Once the case arrived at the DC Court of Appeals, that Court promptly issued an order, directing the parties to explain why it had jurisdiction over the interlocutory appeal. The defendants/appellants joint response unsurprisingly argued that jurisdiction was available under the collateral order doctrine. Their brief was similar to briefs filed in other cases, including by Andrew Breitbart and Larry O’Connor in the Sherrod case (here, here and here); by Lanny Davis in the 3M case (here and here); by the DC Attorney General in the 3M case (here); and by Public Citizen and the ACLU in the Sherrod case (here).
Their position was supported by three amicus briefs: one by the ACLU; one by the Reporters Committee for Freedom of the Press and 19 other media organizations; and one by the District of Columbia. Each argued that the DC Court of Appeals should recognize a right to immediate interlocutory appeal under the collateral order doctrine.
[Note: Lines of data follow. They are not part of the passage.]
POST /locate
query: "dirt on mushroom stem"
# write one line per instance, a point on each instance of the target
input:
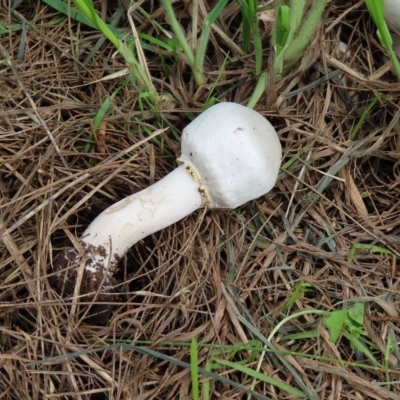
(97, 285)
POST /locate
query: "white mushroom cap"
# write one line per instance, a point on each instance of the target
(234, 152)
Following the filing of those briefs, Mann filed a response, arguing that the collateral order doctrine did not support a right to immediate interlocutory appeal.
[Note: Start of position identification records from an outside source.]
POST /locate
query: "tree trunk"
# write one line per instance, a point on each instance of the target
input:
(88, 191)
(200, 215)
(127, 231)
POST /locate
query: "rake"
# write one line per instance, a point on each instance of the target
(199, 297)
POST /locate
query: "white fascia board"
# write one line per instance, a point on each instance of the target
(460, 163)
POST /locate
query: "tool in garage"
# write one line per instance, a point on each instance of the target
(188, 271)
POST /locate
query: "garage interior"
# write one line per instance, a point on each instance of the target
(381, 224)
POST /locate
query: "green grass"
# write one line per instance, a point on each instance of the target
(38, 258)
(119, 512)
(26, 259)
Last month, the DC Court of Appeals essentially dismissed the appeal as premature. According to the Court, “these appeals are hereby dismissed as moot because the trial court granted appellee’s motion to file his lodged amended complaint and docketed the amended complaint and appellants then filed new special motions to dismiss.”
In other words, because Mann had amended his complaint before the DC Superior Court ruled on the anti-SLAPP motions, the DC Court of Appeals held that the original complaint (which was the subject of the anti-SLAPP motions), has been superseded. Because the defendants had subsequently renewed their anti-SLAPP motions against the amended complaint, the DC Court of Appeals remanded the case for consideration of those motions. (Interestingly, when he stayed discovery during the appeal, Judge Weisberg wondered “why the appeal is not moot or, for that matter, why the motions to dismiss the complaint were not moot, because Plaintiff filed his amended complaint before Judge Combs Greene entered her order dismissing the original complaint”).
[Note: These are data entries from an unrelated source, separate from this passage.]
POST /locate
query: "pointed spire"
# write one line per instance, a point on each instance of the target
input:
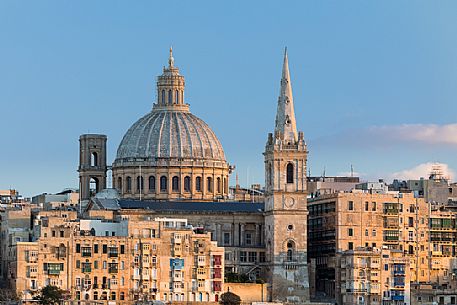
(285, 115)
(171, 60)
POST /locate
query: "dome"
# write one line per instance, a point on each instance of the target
(170, 135)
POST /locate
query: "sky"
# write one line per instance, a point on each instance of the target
(374, 82)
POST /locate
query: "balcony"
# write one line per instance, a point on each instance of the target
(113, 270)
(113, 254)
(53, 271)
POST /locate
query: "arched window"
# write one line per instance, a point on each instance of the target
(94, 159)
(290, 173)
(290, 250)
(152, 183)
(163, 184)
(140, 184)
(410, 249)
(175, 184)
(187, 184)
(129, 184)
(198, 184)
(209, 184)
(119, 184)
(93, 186)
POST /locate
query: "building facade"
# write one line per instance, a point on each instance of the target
(120, 261)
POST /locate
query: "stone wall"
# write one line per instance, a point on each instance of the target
(248, 292)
Last week, Judge Weisberg denied the anti-SLAPP motions to dismiss the amended complaint. Essentially adopting Judge Combs Greene’s reasoning, he found that “plaintiff has shown a sufficient likelihood of success on Counts I through VI of the amended complaint to survive defendants’ special motions to dismiss. . .”. He also refused to stay discovery, although he noted that, “[i]f defendants attempt another interlocutory appeal, the court will rule on any accompanying motion for a further stay.”
Two of the defendants (CEI and Rand Simberg) have already filed a notice of appeal. Given that Judge Weisberg stayed discovery when the last interlocutory appeal was taken, I would expect him to do so here.